Arda bebeği taburcu ettiler ama akşam hayatını yitirdi

Arda bebeği taburcu ettiler ama akşam hayatını yitirdi

Kocaeli'nin Körfez kazasında, Gülendam ve Sinan Yıldız çiftinin kızları 2 aylık Adra Liya Yıldız, kusma ve ishal yakıntısıyla gittiği hastaneden, rehabilitasyonunun hemen peşinden taburcu edildiği günün akşamı yaşamını yitirdi

Kederli aile minik bebeğin ölümünde doktorların ihmali olduğu iddiasıyla yakıntıcı oldu. Sinan Yıldız, "Çocuğum tamamiyle çökmüştü. Bizi öyleyse taburcu ettiler. Kimin ihmali, kimin suçu varsa cezalandırılsın" diye konuştu.

Körfez'de oturan Gülendam ve makine mühendisi Sinan Yıldız çiftinin üçüncü çocuğu olan 2 aylık Adra Liya Yıldız, 5 Ocak’ta kontrollerinin yapılması için ailesi tarafından özel hastaneye götürüldü. Gülendam Yıldız buradaki doktora, çocuğunun burnunun tıkalı ve gözlerinin şiş olduğunu söyledi. Adra Liya'yı kontrol eden doktor, pişik ilaçları ile burun tıkanıklığı için bir ilaç yazdı. Burun tıkanıklığı ilacını kullanan aile netice alamayınca, bebeği bir gün sonra aynı doktora tekrar götürdü. Doktor bu defa antibiyotik ilaç yazarak aileyi evine gönderdi. Bebeklerine antibiyotik içeren aile, çocukta ishal ve kusma başlaması üzerine 9 Ocak günü özel hastanenin çocuk hastalıkları polikliniğine gitti. Burada ailenin diğer 2 kız çocuğunu da düzenli olarak kontrol eden doktora muayene olan aile, bu doktorun yazdığı iğne ve hava yoluyla verilen bir ilacı alarak çocuğa verdi.

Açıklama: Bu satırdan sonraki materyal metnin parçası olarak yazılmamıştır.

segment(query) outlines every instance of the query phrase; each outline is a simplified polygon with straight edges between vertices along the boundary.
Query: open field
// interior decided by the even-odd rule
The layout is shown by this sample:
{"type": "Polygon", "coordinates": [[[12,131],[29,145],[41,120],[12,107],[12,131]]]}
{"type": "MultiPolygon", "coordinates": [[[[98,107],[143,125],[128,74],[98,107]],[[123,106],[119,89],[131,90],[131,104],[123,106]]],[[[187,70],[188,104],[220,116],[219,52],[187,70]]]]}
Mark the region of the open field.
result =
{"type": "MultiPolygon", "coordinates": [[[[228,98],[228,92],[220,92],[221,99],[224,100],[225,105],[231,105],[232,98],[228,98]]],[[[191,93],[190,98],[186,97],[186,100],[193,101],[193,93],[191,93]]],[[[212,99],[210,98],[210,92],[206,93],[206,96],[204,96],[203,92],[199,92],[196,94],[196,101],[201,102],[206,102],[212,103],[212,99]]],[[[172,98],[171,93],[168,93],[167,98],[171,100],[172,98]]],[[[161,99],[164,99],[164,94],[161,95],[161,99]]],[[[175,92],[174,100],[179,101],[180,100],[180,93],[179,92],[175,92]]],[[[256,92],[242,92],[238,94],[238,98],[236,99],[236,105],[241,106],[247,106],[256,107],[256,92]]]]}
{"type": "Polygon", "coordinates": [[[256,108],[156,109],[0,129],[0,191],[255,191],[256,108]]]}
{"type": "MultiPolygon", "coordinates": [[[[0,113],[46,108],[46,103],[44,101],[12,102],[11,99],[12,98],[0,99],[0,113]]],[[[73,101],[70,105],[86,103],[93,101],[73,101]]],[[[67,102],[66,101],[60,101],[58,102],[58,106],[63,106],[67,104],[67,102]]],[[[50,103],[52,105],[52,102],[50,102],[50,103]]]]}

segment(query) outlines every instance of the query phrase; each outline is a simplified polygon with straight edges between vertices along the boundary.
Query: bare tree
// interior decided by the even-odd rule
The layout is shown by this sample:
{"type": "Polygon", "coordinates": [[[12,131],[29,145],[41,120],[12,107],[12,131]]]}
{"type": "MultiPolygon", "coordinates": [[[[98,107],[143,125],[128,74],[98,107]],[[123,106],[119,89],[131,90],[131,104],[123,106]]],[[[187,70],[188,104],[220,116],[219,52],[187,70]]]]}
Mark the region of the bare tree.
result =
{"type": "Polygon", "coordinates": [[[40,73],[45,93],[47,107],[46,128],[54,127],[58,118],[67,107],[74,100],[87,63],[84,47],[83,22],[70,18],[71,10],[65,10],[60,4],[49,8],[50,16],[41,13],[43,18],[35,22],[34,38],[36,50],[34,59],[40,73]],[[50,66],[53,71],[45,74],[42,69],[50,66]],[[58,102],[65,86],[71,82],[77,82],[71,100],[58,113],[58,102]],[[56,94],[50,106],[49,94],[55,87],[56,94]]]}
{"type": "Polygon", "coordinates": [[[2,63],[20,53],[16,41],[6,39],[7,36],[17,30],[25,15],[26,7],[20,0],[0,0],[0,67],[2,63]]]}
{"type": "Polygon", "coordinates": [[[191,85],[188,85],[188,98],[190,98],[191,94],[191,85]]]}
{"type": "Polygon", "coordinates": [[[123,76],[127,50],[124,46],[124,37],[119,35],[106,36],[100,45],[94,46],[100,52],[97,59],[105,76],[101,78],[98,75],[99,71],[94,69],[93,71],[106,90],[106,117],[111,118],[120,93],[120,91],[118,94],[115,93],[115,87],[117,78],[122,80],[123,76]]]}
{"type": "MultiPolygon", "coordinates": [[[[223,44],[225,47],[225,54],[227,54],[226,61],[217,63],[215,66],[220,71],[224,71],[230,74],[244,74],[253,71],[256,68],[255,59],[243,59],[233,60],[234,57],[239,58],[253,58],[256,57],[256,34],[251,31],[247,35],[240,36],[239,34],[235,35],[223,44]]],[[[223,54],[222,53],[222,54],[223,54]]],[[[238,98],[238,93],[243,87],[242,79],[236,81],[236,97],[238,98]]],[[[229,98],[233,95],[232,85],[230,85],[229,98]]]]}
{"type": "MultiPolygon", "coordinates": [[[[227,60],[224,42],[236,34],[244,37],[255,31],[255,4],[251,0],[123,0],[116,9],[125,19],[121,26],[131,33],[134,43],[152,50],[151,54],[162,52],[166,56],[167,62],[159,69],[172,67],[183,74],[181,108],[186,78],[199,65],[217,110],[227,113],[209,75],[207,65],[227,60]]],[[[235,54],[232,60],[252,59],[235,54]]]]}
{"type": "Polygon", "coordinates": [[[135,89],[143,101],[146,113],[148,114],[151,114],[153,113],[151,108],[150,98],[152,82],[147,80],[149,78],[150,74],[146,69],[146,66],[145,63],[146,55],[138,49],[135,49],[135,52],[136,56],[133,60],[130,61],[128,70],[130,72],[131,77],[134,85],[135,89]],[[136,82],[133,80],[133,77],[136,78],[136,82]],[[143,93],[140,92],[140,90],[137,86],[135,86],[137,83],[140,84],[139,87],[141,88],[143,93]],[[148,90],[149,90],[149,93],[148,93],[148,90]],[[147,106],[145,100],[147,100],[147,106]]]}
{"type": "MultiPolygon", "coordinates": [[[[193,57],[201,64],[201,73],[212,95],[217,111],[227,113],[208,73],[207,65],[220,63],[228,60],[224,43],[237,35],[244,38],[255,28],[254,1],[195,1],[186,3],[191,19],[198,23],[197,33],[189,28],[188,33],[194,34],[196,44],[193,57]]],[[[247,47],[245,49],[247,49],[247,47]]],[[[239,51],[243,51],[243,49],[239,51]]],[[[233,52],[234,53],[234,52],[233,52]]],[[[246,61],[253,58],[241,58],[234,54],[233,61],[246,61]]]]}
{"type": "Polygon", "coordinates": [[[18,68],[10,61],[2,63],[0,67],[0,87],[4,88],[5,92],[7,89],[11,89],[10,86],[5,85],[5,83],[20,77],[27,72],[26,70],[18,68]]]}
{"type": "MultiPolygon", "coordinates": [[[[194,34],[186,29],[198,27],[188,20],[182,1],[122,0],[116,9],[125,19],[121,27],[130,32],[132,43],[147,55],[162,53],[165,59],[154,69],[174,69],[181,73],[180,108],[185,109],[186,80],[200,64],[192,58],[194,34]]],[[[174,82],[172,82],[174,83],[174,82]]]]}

DAMAR YOLUNU ÇIKARMADAN TABURCU ETTİLER

Adra Liya'nın rahatsızlıklarının geçmemesi üzerine 11 Ocak günü Yıldız ailesi bebeklerini Kocaeli Üniversitesi Eğitim ve Araştırma Hastanesi'ne götürdü. Özel hastanedeki doktorun yazdığı iğne minik bebeğe burada ikinci kez yapıldı ve serum bağlandı. Serumun bağlanmasının ardından bebeğin kusma ve ishali düzelmeye başladı. Birkaç saat sonra serumu kesen doktorlar, bebeğin sabaha kadar anne sütüyle beslenerek kontrol altında tutulacağını söyledi. 12 Ocak sabahı saat 07.00 sıralarında doktorlar, Adra Liya'nın vaziyetinin normal olduğunu söyleyerek minik bebeği taburcu etti. Bebekleriyle beraber haneye gelen aile, hastanede açılan damar yolunun çıkarılmadığını fark etti. Hanelerine yakın olan özel muayenehaneye giden aile burada damar yolunu çıkarttırdıktan sonra haneye geri döndü.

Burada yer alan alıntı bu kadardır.